The order of the portraits in this exhibition follows, as much as possible, the structure of Disdéri’s Catalogue No. 5, which he issued on 15 March 1861 under the title Publication des contemporains et sommités artistiques et littéraires. Some 512 names are given in the catalogue, grouped into 12 different categories, not counting the last three pages, which list some of the Algerian views issued by Disdéri in carte-de-visite format.
 
The twelve categories into which the portraits are grouped by and large adhere to the hierarchical structure of nineteenth-century society, the Imperial family being the first category given (7), followed by princes and princess of the imperial family (19). The next category, which is untitled, includes the pope and high-ranking prelates (15); then come foreign princes and princesses (41), ministers (12), marshals (11), admirals (16), generals (97), leading figures [sommités] (99), and artists (14). The next category groups writers, authors and composers together (43), while the last category, by the far the largest with 138 names, lists actors, opera singers, musicians, ballet dancers and all other performers under ‘dramatic artists.’ Within each category, the sitters are listed in alphabetical order.
 
The structured categorization of the portraits in Disdéri’s catalogue is the reason that some husbands and wives are not listed together in this exhibition.

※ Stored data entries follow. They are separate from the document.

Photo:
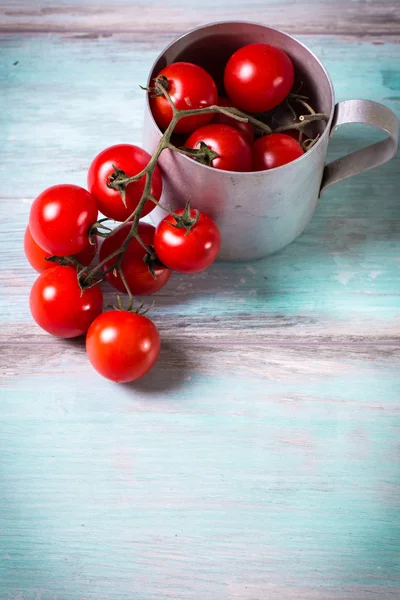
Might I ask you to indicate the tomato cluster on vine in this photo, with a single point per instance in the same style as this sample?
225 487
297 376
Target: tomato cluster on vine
257 78
125 184
60 243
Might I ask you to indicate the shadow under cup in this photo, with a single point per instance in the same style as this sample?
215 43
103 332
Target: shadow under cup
258 213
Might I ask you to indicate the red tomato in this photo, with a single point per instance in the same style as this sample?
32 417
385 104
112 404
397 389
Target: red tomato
187 252
274 150
130 159
58 305
258 77
36 255
246 129
135 270
60 219
189 86
122 346
232 147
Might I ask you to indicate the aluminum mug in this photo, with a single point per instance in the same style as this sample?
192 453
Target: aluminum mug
259 213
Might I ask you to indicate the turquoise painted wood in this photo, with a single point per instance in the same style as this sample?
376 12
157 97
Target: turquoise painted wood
260 459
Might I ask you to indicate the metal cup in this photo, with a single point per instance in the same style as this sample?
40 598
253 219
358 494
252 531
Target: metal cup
259 213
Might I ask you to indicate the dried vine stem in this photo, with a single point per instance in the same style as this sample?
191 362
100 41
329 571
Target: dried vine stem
121 181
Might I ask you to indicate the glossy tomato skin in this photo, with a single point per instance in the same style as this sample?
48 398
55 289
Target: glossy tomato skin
233 148
36 255
122 346
246 129
190 87
58 306
130 159
258 77
187 252
275 150
60 219
135 270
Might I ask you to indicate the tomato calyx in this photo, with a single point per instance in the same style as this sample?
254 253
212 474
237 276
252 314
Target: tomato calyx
136 310
185 220
204 155
160 84
65 261
152 261
117 181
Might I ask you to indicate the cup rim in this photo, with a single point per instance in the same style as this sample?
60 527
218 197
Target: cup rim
206 26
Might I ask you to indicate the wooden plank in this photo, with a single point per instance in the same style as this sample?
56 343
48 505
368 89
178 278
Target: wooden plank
154 19
259 460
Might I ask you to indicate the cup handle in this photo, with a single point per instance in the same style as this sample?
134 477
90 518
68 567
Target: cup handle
369 113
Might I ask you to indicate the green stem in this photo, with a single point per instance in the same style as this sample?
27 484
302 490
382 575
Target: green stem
122 182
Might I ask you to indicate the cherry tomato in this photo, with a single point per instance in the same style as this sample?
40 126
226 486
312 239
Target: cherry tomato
58 305
187 252
36 255
135 270
258 77
131 160
234 151
61 217
122 346
189 86
246 129
274 150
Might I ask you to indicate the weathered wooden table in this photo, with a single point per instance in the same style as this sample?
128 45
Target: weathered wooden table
260 459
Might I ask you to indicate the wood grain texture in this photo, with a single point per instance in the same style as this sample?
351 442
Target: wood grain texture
260 459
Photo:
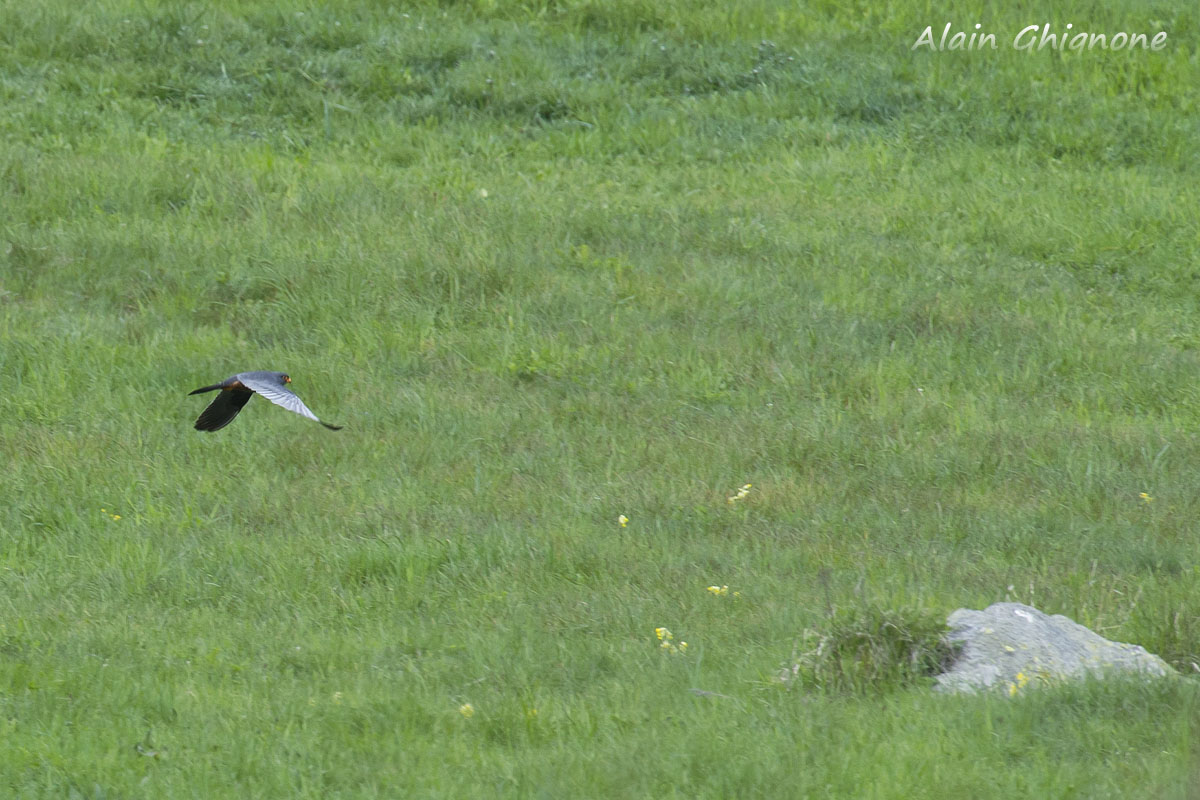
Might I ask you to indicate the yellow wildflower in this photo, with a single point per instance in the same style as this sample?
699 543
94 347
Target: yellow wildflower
741 495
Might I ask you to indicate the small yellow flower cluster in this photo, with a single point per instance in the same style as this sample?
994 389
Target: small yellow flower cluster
741 495
667 641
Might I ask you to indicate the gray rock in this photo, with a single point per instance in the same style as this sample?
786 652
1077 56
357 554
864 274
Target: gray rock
1012 645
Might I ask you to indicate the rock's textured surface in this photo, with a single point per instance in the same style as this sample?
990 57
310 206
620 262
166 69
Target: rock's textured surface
1012 645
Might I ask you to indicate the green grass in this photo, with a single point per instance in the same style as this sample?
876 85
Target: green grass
551 263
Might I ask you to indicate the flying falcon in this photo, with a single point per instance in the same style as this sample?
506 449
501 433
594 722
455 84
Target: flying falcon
237 392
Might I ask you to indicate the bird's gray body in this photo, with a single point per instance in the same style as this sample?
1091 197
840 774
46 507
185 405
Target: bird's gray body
237 391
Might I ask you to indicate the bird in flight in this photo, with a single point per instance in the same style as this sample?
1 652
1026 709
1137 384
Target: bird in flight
237 392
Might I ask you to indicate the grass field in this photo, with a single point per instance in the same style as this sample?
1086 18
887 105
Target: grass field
557 263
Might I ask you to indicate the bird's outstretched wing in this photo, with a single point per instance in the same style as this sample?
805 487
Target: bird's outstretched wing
221 410
279 394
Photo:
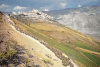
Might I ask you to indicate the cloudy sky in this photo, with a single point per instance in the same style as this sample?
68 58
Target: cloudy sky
43 5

Count Walewski, for example, appears in the catalogue under ‘Ministers’ and Marshal Pelissier under ‘Marshals,’ while their wives both appear later in the catalogue under ‘Sommités.’
 
Of the cartes-de-visite chosen for this exhibition, only a handful don’t correspond to a name given in the catalogue, namely: the Disdéri self-portraits, Prince Victor Napoléon, Marquis of Douglas, Empress Carlotta of Mexico, Prince and Princess Metternich, Duchess of Sutherland, Baron James de Rothschild, the Annamite ambassadors, Abd el-Kader, Rosa Bonheur, the dancer Mlle Mercier and Henri de Lutteroth. Although at least one of these portraits was probably taken prior to the date the catalogue was published, the reason the others names don’t appear in the catalogue is almost certainly because they had not yet visited Disdéri’s studio.
 
Of those names that do appear in both the catalogue and the exhibition, since the catalogue is not illustrated there is no way of knowing if the portrait in the exhibition is the one which a customer would have received in 1861, or a different portrait, the result of a second or third sitting conducted at a later date. For example, the portrait of the Belgian soprano Marie Sax chosen for this exhibition shows her costumed for Meyerbeer’s L’Africaine, but since this opera’s first performance wasn’t until 1865, this particular portrait of the singer would not have been available in 1861.
 
Some names and titles in the exhibition have been translated into English, while in other cases, the original French has been retained, ‘Comte de Persigny’ and ‘Duc de Gramont’ being preferable to the more awkward ‘Count of Persigny’ and ‘Duke of Gramont.’